03/11/2014 12:54 EST | Actualisé 03/01/2015 05:12 EST
CP

MONCTON, N.-B. - La Couronne s'objecte à la publication d'éléments de preuve présentés la semaine dernière au procès de Justin Bourque à Moncton, au Nouveau-Brunswick.

La Couronne a prévenu le greffier de la Cour du banc de la reine qu'elle présentera ses arguments le 17 novembre prochain pour s'objecter à la publication d'éléments de preuve.

Le ministère public veut notamment empêcher la publication d'un interrogatoire mené par la Gendarmerie royale du Canada après l'arrestation de Bourque, et dont l'enregistrement a déjà été entendu par le tribunal, la semaine dernière, lors des observations sur la peine à imposer.

Pendant cet interrogatoire, Bourque explique aux policiers qu'il avait tué trois agents et en avait blessé deux autres parce qu'il voulait lancer une rébellion contre un gouvernement selon lui oppressif et corrompu. Bourque explique qu'il souhaitait encourager la population à s'élever contre les «soldats» qui défendent les institutions fédérales et qui protègent les riches des pauvres. Il y parle en vrac de son éducation catholique très stricte, du réchauffement de la planète, de l'évolution, d'ingénierie sociale, de lutte des classes, de tyrannie, et des menaces supposées que représentent les Russes et les Chinois.

Justin Bourque, âgé de 24 ans, a été condamné vendredi à une peine de prison à perpétuité, sans possibilité de libération conditionnelle avant 75 ans, ce qui constitue la peine la plus sévère jamais imposée au Canada depuis les dernières peines capitales en 1962. Il avait plaidé coupable, en août, aux trois chefs d'accusation de meurtre prémédité et aux deux chefs de tentative de meurtre.

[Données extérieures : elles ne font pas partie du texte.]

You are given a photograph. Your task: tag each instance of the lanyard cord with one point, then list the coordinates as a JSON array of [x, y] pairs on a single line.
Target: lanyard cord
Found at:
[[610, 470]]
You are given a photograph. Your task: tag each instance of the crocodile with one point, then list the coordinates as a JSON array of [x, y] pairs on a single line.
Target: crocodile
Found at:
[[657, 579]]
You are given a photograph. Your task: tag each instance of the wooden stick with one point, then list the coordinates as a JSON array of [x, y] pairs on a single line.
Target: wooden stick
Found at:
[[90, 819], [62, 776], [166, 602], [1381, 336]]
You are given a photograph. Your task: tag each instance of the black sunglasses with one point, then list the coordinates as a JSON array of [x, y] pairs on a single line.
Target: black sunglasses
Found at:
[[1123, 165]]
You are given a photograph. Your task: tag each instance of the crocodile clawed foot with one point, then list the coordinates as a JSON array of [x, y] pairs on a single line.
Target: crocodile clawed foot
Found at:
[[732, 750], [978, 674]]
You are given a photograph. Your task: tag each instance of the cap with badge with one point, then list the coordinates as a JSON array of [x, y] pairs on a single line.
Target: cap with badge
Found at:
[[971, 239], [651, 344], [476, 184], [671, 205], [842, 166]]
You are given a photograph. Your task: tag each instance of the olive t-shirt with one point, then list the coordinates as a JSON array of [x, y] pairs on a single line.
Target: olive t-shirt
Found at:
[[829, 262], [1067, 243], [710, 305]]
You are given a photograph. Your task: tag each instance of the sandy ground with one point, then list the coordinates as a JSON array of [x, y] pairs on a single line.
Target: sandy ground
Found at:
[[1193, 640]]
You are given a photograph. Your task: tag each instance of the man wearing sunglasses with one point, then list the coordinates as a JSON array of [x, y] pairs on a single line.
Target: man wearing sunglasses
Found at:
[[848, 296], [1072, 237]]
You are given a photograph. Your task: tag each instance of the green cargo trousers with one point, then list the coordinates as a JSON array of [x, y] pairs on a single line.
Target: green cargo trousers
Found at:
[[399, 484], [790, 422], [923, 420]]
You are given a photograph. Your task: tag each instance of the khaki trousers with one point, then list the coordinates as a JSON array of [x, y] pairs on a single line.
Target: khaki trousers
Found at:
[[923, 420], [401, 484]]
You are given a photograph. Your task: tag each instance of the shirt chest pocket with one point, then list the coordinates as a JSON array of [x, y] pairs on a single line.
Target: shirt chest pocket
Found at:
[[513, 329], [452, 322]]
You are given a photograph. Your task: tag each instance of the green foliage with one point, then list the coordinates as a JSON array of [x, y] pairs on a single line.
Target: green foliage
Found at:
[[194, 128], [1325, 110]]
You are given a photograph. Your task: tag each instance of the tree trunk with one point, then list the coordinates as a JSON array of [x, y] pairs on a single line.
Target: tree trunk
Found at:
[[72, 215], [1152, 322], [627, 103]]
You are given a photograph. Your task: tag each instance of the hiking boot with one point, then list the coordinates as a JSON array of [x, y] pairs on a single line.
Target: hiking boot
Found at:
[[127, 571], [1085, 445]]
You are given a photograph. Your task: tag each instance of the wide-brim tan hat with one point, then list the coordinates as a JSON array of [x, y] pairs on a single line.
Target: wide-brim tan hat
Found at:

Le 4 juin dernier, à Moncton, Bourque avait utilisé une arme semi-automatique pour tuer les agents Dave Ross, Fabrice Gevaudan et Douglas Larche; les agents Éric Dubois et Darlene Goguen ont aussi été blessés lors de la fusillade. Une chasse à l'homme de 28 heures avait paralysé la ville de Moncton jusqu'à l'arrestation de Bourque le 6 juin, peu après minuit.